Mobilisation nationale

Grève inédite en maisons de retraite et forte solidarité populaire

En maison de retraite, le manque de moyens et de personnel entraîne des conditions d’accueil et de travail misérables. Poussés à bout, les membres du personnel des EHPAD (Établissements d’hébergement pour personnes âgées dépendantes) étaient très nombreux à se mobiliser.

Une journée de mobilisation et de grève était appelée nationalement ce mardi par une intersyndicale large - CGT, SUD, FO, Unsa, CFTC, CFE-CGC et CFDT – et soutenue par plusieurs associations de retraités ainsi que l’AD-PAS (association des directeurs au service des personnes âgées). Les travailleurs mobilisés revendiquent en premier lieu plus de moyens pour les EHPAD et de meilleures conditions de travail.

En effet, voilà plusieurs années que les témoignages récurrents des maltraitances que les soignants sont obligés d’infliger aux personnes accueillies fleurissent, logique de rendement oblige.
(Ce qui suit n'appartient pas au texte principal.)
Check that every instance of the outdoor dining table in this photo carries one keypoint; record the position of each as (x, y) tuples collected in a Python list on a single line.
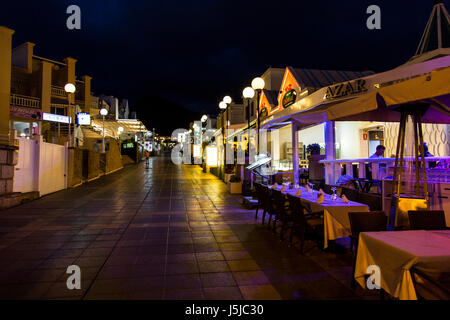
[(397, 252), (336, 221)]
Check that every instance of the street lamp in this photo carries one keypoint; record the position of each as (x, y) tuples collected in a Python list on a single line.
[(248, 93), (103, 113), (70, 89), (223, 105), (227, 99), (258, 85)]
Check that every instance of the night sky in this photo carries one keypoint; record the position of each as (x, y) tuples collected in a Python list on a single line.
[(168, 55)]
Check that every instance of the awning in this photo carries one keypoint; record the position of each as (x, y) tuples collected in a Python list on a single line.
[(112, 127), (432, 89)]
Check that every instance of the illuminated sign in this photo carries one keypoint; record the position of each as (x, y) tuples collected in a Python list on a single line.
[(289, 98), (346, 89), (211, 156), (83, 119), (56, 118), (197, 151), (264, 112)]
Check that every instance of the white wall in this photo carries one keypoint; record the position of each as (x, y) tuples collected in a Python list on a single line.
[(42, 167), (26, 168)]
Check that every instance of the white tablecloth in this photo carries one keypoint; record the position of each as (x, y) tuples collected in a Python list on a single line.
[(396, 252), (336, 221)]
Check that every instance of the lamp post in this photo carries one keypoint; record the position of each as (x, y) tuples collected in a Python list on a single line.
[(103, 113), (258, 85), (223, 105), (69, 88), (248, 93)]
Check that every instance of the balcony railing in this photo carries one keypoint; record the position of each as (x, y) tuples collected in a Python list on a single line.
[(24, 101), (58, 91)]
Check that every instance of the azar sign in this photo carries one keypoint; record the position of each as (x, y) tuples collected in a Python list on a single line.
[(346, 89)]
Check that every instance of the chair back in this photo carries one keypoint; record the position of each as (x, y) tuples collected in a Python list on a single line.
[(297, 209), (279, 202), (351, 194), (372, 200), (366, 222), (427, 220), (327, 189)]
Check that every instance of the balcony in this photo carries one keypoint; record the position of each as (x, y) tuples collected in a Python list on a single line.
[(58, 92), (24, 101)]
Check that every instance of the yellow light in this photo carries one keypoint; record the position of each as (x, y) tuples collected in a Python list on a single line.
[(211, 156), (197, 151), (69, 88), (248, 93)]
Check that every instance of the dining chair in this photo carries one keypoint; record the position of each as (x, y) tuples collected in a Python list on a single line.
[(351, 194), (327, 189), (430, 286), (267, 203), (280, 209), (372, 200), (427, 220), (302, 221), (364, 222), (259, 191)]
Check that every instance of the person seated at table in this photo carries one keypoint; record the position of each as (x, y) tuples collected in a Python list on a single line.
[(379, 153)]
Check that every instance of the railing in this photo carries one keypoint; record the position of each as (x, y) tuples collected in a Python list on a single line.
[(331, 166), (58, 91), (8, 138), (24, 101)]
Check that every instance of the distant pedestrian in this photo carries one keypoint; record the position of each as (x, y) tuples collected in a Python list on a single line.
[(147, 159)]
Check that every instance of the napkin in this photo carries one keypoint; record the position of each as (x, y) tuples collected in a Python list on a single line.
[(320, 198), (344, 199)]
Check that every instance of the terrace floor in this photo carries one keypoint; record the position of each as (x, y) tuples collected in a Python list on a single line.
[(168, 232)]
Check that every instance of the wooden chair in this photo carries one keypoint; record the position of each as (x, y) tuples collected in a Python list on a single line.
[(372, 200), (259, 192), (302, 221), (430, 286), (327, 189), (427, 220), (351, 194), (267, 203), (280, 209), (364, 222)]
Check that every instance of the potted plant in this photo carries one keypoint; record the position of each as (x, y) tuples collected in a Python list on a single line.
[(234, 186), (316, 170)]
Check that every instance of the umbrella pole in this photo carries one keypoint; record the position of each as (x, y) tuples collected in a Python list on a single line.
[(424, 170), (416, 150), (395, 178)]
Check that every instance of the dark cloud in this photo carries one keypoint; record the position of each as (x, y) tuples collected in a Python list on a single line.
[(195, 52)]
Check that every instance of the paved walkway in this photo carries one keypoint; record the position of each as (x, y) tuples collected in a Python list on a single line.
[(168, 232)]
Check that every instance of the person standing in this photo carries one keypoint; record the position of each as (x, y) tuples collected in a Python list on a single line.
[(147, 159)]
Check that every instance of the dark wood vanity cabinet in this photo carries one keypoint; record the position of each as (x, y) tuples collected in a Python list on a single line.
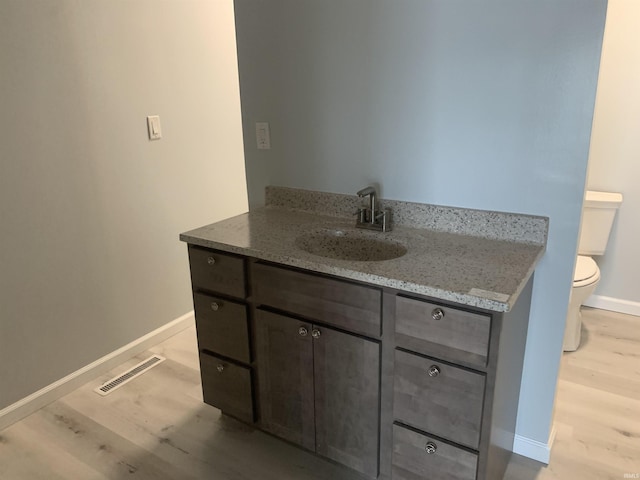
[(393, 385), (320, 388), (222, 324)]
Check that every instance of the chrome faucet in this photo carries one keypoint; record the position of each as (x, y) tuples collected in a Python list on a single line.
[(372, 218), (371, 191)]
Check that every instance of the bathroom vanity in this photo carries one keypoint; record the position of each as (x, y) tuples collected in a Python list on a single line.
[(403, 368)]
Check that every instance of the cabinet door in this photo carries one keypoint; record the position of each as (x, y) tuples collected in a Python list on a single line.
[(285, 377), (347, 397)]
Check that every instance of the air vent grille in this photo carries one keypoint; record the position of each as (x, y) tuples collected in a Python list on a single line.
[(125, 377)]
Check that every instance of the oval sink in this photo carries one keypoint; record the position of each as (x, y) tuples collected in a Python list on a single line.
[(352, 246)]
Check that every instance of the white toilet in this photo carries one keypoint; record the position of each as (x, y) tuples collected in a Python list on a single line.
[(599, 210)]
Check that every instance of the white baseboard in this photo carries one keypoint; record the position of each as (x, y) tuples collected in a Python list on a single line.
[(533, 449), (52, 392), (613, 304)]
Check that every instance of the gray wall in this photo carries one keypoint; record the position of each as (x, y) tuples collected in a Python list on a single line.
[(90, 209), (615, 150), (464, 103)]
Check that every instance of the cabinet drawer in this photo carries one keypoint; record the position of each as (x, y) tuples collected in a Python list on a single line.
[(227, 386), (438, 398), (222, 327), (442, 331), (218, 272), (343, 304), (412, 460)]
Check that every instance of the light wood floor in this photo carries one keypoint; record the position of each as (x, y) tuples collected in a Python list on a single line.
[(156, 427)]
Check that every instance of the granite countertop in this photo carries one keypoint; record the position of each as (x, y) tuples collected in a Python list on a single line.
[(471, 257)]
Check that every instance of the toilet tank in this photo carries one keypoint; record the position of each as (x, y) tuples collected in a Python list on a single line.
[(598, 211)]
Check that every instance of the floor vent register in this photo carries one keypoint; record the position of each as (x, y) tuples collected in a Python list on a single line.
[(125, 377)]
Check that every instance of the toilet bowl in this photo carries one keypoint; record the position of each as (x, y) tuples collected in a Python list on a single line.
[(585, 279), (598, 212)]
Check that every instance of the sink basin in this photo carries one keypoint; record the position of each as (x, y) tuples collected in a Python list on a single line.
[(352, 246)]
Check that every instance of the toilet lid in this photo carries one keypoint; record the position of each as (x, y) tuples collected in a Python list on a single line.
[(585, 268)]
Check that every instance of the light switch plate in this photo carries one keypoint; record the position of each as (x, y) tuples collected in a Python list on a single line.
[(263, 137), (155, 130)]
Avec bien souvent seulement quelques minutes à accorder à chaque résident, les infirmiers et les aides-soignants n’ont pas la possibilité de s’occuper convenablement des personnes âgées, ce qui devrait pourtant être au cœur de leur profession. Aucun échange, des repas froids mixés pour être ingurgités plus vite, des draps rarement changés, des toilettes faites à la va-vite, voire pas du tout… La course et le stress permanents ont un impact terrible, tant sur les travailleurs des EHPAD que sur celles et ceux qui y finissent leur vie.

Une journée de mobilisation réussie

Des conditions de travail tellement éprouvantes, tant physiquement que moralement, que les suicides ne sont pas rares dans ce milieu soumis à une logique de rentabilité. Une colère sourde qui s’est également exprimée dans la rue ce mardi, avec des chiffres de participation à la mobilisation impressionnants.

« Dans l’ensemble des Ehpad, tous secteurs confondus, le taux de participation (nombre de grévistes déclarés) de l’ensemble des personnels est de 10,3 % et le taux de mobilisation (nombre de grévistes déclarés et de personnels assignés) est de 31,8 % » relate un communiqué de la direction générale de la cohésion sociale – administration qui dépend du ministère de la santé.

L’ambiance, dans les nombreuses manifestations qui ont eu lieu partout en France, était combative. L’appel à se mobiliser a touché très largement, dans les structures publiques et privées, mais aussi dans le secteur de l’aide à domicile.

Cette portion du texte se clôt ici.